Аппендикс нашего дома – это вытянутая, как червячок, пристройка: в коммунальных условиях, с одной общей кухней и несколькими туалетами, в ней живет несколько семей – понятное дело, далеко не самых состоятельных.
Кроме того, там до сих пор размещается художественная школа. Зная о моей тяге к творчеству, в частности к рисованию, – в раннем детстве я занимался им куда больше, чем сочинительством, – родители меня в нее записали. Теперь я, конечно, жалею, что я так быстро и бесславно бросил. Мне кажется, меня многому могли там научить; возможно, из меня получился бы гениальный художник-новатор. Но, увы, сильнее всякой тяги к искусству проявились во мне любовь к уединению и острое нежелание лишний раз соприкасаться с миром. Только подумать, дорога до художки занимала считанные минуты: мне нужно было только спуститься и пройти несколько метров по улице до входа в пристройку! Но, несмотря на это, я быстро заленился. Родителям сложно было оторвать меня от мультиков и чуть что я, как говорил дедушка, начинал «пускать нюни». Заставлять меня не стали, а сам я соизволил посетить лишь несколько занятий. Так, мне не понравилось, что на одном из них меня принудили заниматься лепкой – к этому роду деятельности я испытывал категорическое отвращение не до конца понятного происхождения.
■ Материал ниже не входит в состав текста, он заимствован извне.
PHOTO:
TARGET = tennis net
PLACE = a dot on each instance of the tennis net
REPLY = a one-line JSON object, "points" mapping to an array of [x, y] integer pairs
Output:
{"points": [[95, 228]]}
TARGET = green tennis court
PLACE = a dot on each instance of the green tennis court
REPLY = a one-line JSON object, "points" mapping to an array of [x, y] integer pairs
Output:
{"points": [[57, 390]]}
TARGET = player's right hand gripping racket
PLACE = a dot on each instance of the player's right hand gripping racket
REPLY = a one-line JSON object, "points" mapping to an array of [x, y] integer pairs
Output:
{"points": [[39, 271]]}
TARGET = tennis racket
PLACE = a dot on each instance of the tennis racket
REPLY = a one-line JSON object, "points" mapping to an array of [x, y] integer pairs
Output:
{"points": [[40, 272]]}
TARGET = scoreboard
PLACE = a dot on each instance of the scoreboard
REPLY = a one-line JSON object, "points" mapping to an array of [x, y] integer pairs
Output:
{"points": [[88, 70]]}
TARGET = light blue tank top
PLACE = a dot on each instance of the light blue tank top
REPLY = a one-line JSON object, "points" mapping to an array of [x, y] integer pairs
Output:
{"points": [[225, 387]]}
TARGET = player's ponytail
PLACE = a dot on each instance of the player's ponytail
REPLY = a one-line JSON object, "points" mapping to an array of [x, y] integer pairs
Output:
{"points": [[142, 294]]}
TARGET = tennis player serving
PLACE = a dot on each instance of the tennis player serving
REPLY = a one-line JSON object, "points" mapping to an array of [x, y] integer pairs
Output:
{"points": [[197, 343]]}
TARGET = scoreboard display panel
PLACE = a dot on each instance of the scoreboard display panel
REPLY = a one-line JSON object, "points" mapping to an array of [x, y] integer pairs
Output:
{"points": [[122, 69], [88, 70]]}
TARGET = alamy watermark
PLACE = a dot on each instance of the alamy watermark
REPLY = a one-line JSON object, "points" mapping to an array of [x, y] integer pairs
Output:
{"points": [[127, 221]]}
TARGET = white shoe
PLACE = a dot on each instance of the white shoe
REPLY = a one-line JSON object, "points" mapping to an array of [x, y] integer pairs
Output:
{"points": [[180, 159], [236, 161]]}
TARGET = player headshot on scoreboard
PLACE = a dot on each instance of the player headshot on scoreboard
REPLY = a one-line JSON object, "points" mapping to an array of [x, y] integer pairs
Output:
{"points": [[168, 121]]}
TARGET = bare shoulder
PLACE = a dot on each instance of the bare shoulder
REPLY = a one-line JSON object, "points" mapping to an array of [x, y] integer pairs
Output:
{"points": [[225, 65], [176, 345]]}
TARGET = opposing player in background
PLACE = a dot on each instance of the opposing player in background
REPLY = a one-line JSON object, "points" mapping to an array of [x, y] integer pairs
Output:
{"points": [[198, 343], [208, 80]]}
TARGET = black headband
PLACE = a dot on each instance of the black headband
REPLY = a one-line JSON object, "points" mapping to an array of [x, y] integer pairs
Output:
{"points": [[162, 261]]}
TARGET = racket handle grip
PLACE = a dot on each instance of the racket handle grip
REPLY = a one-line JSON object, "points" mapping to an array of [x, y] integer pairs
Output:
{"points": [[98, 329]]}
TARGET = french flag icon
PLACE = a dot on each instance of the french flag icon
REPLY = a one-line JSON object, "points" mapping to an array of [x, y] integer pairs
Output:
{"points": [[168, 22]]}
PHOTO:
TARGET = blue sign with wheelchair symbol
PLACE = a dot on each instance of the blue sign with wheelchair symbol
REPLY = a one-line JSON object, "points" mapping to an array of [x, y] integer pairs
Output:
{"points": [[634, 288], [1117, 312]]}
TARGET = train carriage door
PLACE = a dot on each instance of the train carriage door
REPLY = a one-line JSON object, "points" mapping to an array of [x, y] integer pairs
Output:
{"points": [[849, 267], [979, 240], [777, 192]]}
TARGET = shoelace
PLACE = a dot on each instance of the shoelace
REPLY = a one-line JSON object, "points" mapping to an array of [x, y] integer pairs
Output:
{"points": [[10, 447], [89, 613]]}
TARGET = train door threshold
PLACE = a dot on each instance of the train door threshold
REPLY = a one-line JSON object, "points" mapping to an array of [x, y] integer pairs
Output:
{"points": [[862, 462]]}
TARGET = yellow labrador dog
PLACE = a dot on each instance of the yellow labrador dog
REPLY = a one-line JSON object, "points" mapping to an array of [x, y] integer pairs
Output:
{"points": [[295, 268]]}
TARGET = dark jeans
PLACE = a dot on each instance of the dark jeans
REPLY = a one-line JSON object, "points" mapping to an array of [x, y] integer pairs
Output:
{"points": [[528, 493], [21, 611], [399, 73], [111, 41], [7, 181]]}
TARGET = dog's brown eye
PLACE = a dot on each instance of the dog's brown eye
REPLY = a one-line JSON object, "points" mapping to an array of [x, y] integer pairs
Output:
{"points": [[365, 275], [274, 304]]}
Для сравнения, акварель – дело ведь тоже довольно муторное, неряшливое, но разведенные в воде краски, измазаться в которых проще простого, меня отчего-то не раздражали. Иное дело – эти склизкие и в то же время липкие от пластилина пальцы. Бррр!.. С этой непременной составляющей процесса лепки мое сильно выраженное внутреннее чистоплюйство мириться не пожелало. Вообще я подумал, что причина может быть еще и в том, что трудовые профессии, где нужно работать руками, однозначно не для меня. Слишком уж я от рождения брезглив.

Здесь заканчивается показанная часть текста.